Edward Snowden leaked and Dorset flooded. Thatcher died and Sir Alex retired. A royal baby was born, and 24 hour news reached new lows as grim-faced reporters tried to think of different ways to say: “still nothing doing.”

But that was all big news and has no place on this little page. Here instead are a few facts you may have learned if you read The Diary this year (part one)...

Some baristas are perhaps a little too passionate about their coffee. Like Anthony Smith, for instance.

He was Sheffield’s entrant in the 2013 UK Barista Championship in January and, although he didn’t win, you certainly couldn’t fault his enthusiasm.
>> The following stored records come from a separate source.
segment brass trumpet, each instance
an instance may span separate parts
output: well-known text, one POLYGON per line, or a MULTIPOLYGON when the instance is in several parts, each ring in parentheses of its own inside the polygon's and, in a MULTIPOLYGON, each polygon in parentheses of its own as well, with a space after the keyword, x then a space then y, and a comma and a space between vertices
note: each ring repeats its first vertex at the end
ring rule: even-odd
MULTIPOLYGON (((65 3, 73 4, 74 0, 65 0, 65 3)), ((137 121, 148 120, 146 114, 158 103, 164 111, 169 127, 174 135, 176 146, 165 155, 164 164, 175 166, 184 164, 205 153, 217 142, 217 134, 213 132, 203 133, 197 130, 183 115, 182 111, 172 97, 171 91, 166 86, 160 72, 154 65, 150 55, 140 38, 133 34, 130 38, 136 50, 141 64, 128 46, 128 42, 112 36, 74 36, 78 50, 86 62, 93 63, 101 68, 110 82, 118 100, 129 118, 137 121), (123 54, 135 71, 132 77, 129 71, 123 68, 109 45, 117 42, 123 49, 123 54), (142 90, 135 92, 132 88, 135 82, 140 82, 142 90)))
“Coffee is better than a girlfriend,” the 25-year-old of Meadowhead told The Diary. “It’s always there when you need it and it’s beautiful to look at and touch.”
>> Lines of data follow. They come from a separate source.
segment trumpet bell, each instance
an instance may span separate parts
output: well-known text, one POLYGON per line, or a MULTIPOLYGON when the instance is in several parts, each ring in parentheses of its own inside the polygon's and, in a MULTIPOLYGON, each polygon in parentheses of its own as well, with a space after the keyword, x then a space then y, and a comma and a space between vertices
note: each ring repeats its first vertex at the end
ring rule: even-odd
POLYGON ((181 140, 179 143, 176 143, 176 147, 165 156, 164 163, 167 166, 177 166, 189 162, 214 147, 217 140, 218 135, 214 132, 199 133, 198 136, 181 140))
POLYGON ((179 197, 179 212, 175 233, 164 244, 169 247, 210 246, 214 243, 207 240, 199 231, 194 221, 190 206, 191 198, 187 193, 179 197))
It’s not clear what his actual girlfriend made of that. But hopefully she understands enough to cheer on Anthony, who works at Coffee Boutique in Dore, when he enters the championship again this year.
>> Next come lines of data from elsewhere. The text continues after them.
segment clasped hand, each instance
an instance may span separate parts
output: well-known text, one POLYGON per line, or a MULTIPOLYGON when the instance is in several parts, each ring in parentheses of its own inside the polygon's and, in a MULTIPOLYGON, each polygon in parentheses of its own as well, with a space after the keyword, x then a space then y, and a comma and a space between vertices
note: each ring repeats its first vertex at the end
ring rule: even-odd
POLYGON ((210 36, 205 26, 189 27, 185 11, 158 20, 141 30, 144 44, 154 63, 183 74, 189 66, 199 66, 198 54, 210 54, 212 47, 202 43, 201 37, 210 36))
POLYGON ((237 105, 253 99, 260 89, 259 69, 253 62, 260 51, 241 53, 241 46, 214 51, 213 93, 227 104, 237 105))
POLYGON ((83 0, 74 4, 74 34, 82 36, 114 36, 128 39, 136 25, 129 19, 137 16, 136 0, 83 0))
One way to solve a fear of heights is by becoming an aerial acrobat. Which is what Greenhill girl Helen Goodrum did. She decided to combat her phobia by tackling it head on - learning how to be a stilt walker and aerial stunts woman.

It only half worked, as it turned out. The 26-year-old was so gifted she has spent seven months touring the US as a professional performer.

Unfortunately when it comes going up tall buildings, as we reported in March, she’s still not particularly keen.

If you want an old picture of Sheffield, Jack Wrigley is your man. He’s been snapping the city since 1956, and has 30,000 images in his private collection.

If it ever existed here, the 86-year-old of Ecclesfield has probably got a shot of it.

“I go out most weeks even now,” he said in April. “It’s just something I love doing.” Just don’t ask him if he ever got a picture of the fish which lived in the Hole in the Road. “I’ve been asked so many times,” he said. “I don’t think a picture exists. I took a lot of the Hole but never thought to get the aquarium. I wish I had.”

You spend three to five years of your life on the toilet That’s according to Professor Paul Chamberlain. The Sheffield Hallam University academic has spent much of the last five years running a research project into what makes the perfect loo.

“Some people snigger when you tell them you’re studying toilets,” said the 54-year-old of Fulwood in April. “But think about this: you spend three to five years of your life on the toilet so it’s worth getting right.”

The project - jointly carried out with Istanbul Technical University - aims to find ways of making everyday furniture more user-friendly. Bog standard academia, it ain’t.

When it comes to miniature soldiers, Sheffield is a big deal. That’s because the UK’s second biggest wargames conference is held every May.

Nearly 3,000 enthusiasts travel from across Europe to re-fight real historical battles using toy soldiers, tabletop terrains, dice and cards – and the odd Machiavelli quote thrown in for good measure.

“The games tend to have one main objective,” noted co-organiser and Sheffield Wargames Society member Mark Hides. “To kick seven shades of what’s good for the roses out of the other army.”

The 2013 conference, at the English Institute Of Sport, was a success, incidentally. A group of Canadian gamers have already booked their tickets for the 2014 show.

A Hathersage lass links Kanye West, Rod Stewart, Mick Hucknall, Nigel Kennedy and Jeff Beck.

That’s violinist Lizzie Ball, and she’s played on stage with all of these household names. The 32-year-old, who grew up in Back Lane, has performed in front of 15,000 people at New York’s Madison Square Garden and at the Brit Awards.

Not bad for someone whose mother was somewhat perturbed when she announced, aged seven, that she wanted to take up the instrument.

“Violins can make a horrible noise,” Lizzie, 32, said.